Je me sens moi-même, après des lectures comme celles-là,—commencées avec ennui, achevées avec émotion,—tout plein de confiance et tout prêt à me laisser consoler de la vie. Je suis tenté de ne plus croire ceux qui parlent de décadence et qui nous montrent la jeunesse d'aujourd'hui tristement ballottée du naturalisme au dilettantisme. Et, de grâce, ne nous accablez pas tant sous les romans russes. Voilà deux livres, Mademoiselle Jaufre et Jours d'épreuves, qui respirent, je vous assure, l'humanité et la pitié. Et ils ont encore ce mérite d'être écrits, sinon en dehors de toute réminiscence, du moins en dehors de tout préjugé d'école, et avec une loyauté parfaite. Enfin, vous serez surpris—et charmé, je pense,—de la somme de vérité qu'ils contiennent. J'ai souvent affecté de dire, agacé par certaines présomptions ou naïvetés trop fortes, que nous n'avions rien inventé, et je ne m'en dédis pas. Et pourtant j'ai aujourd'hui cette impression qu'à aucune époque de notre littérature il ne s'est trouvé, dans les livres d'écrivains encore jeunes, tant de sérieux, d'intelligence, de sagesse, d'observation curieuse, une science déjà si avancée de la vie et des hommes, et tant de compassion, une vue si sereine et si indulgente de la destinée[6].[Retour à la Table des Matières]
GILBERT AUGUSTIN-THIERRY
«Cet homme devait subir toutes les suggestions, y étant prédisposé par l'atavisme...

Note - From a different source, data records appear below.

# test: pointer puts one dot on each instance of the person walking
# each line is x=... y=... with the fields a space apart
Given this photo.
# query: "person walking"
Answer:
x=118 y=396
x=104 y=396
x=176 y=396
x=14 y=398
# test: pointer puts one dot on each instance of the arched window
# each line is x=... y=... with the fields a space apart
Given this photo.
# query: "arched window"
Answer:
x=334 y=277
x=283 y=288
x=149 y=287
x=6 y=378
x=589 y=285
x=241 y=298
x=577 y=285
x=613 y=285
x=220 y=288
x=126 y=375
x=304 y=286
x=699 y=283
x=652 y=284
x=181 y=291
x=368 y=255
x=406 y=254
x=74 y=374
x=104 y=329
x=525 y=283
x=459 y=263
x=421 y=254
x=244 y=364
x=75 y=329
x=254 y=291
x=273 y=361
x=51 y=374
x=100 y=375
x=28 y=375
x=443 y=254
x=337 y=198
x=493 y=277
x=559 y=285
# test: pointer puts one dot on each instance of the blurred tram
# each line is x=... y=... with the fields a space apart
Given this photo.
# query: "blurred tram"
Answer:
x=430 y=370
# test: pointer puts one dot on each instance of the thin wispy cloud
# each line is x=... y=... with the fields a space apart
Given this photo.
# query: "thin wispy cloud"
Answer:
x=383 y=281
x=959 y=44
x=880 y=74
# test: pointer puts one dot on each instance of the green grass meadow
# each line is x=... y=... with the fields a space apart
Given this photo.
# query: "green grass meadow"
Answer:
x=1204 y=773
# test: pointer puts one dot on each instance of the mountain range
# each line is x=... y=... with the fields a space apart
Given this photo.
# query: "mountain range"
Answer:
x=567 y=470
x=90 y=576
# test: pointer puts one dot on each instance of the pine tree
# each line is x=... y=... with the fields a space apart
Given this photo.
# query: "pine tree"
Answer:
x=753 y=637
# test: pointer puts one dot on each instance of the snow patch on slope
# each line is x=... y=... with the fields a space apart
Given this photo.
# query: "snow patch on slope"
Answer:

«Atavisme ... responsabilité solidaire et indéfinie de toute une race devant Dieu,—suivant qu'il est écrit au Décalogue: Je suis le Dieu fort et je sais châtier l'iniquité du père jusque sur les enfants...»
... Ô Justice immanente!... Il est patient puisqu'il est éternel[7].»
Écoutez un drame étrange.
Premier acte. En 1815.
Le marquis Charles de Mauréac est un chouan héroïque et féroce. Durant plusieurs générations, les seigneurs de Mauréac, du Parlement de Bretagne, ont occupé une des quatre charges de présidents aux enquêtes, presque toujours «ordonnés pour tenir la Tournelle»,—honneur redoutable que justifiaient d'ailleurs des travaux successifs sur les édits criminels, par suite une connaissance héréditaire des âmes scélérates et une pratique familiale de la question «selon l'usage de Rennes», c'est-à-dire de la torture par brûlement des pieds et des jambes.